Reviewing Healing Him by A.T. Brennan

Healing Him (The Den Boys #2) by A.T. Brennan 3*
BLURB: “I hated that I was like this, but after years of trying to work through it I was beginning to feel like I’d never be normal.” ~ Cody
Hiding the fact that I was in love with my best friend Isaac used to be the most complicated part of my day, until a chance meeting with a handsome stranger named Jonah sent my life into a tailspin. Scars from my past have stopped me from giving in to my desires for so long, but I’m done being afraid. I want both men. I just don’t know if I’ll be able to trust that anyone can love me.
“I knew it was a bit messed up, but there was no jealousy or envy when I thought of my men together.” ~ Isaac
I’ve loved Cody for as long as I’ve known him, but have always held back because of his past. Then I met Jonah and I knew there was no way I could choose between them. I want it all—the man I’ve loved for so long, and the one I’m quickly falling for. It’s not going to be easy, but nothing worthwhile ever is.
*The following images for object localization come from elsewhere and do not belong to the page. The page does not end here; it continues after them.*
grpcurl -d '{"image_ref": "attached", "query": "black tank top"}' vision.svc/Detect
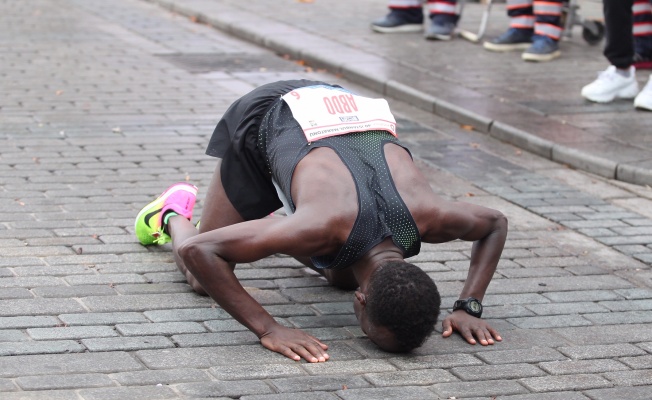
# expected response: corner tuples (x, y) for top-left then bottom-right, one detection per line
(259, 95), (421, 270)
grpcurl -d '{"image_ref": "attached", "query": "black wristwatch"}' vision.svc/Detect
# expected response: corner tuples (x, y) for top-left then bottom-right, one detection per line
(453, 297), (483, 318)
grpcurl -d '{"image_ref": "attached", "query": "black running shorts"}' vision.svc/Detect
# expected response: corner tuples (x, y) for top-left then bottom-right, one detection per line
(205, 79), (331, 220)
“I wanted to believe it was all true, but I couldn’t push aside the fear that I was just a distraction until the two of them got together.” ~ Jonah
After having my heart broken I never thought I’d find love again. I wasn’t looking for anything real, and then I met not one, but two men I can’t resist. Isaac and Cody are everything I ever wanted but didn’t know I could have. I want to believe the three of us can work, but a part of me can’t get past the fear that I’ll be the odd man out, again.
This is Book 2 of The Den Boys series, but can be read as a standalone - no cliffhangers.


My Review: I received a free copy from the publishers. I don't really know what to say about the book as all three main characters are fairly well explained in the blurb. The relationship between the three men went much as I expected it to and there were no big surprises. Nor was there a lot of angst and, if I'm honest, I thought that Cody could have taken longer before getting into such a relationship. However overall I did find it a pleasant and easy read and I will definitely be adding book three to my wishlist.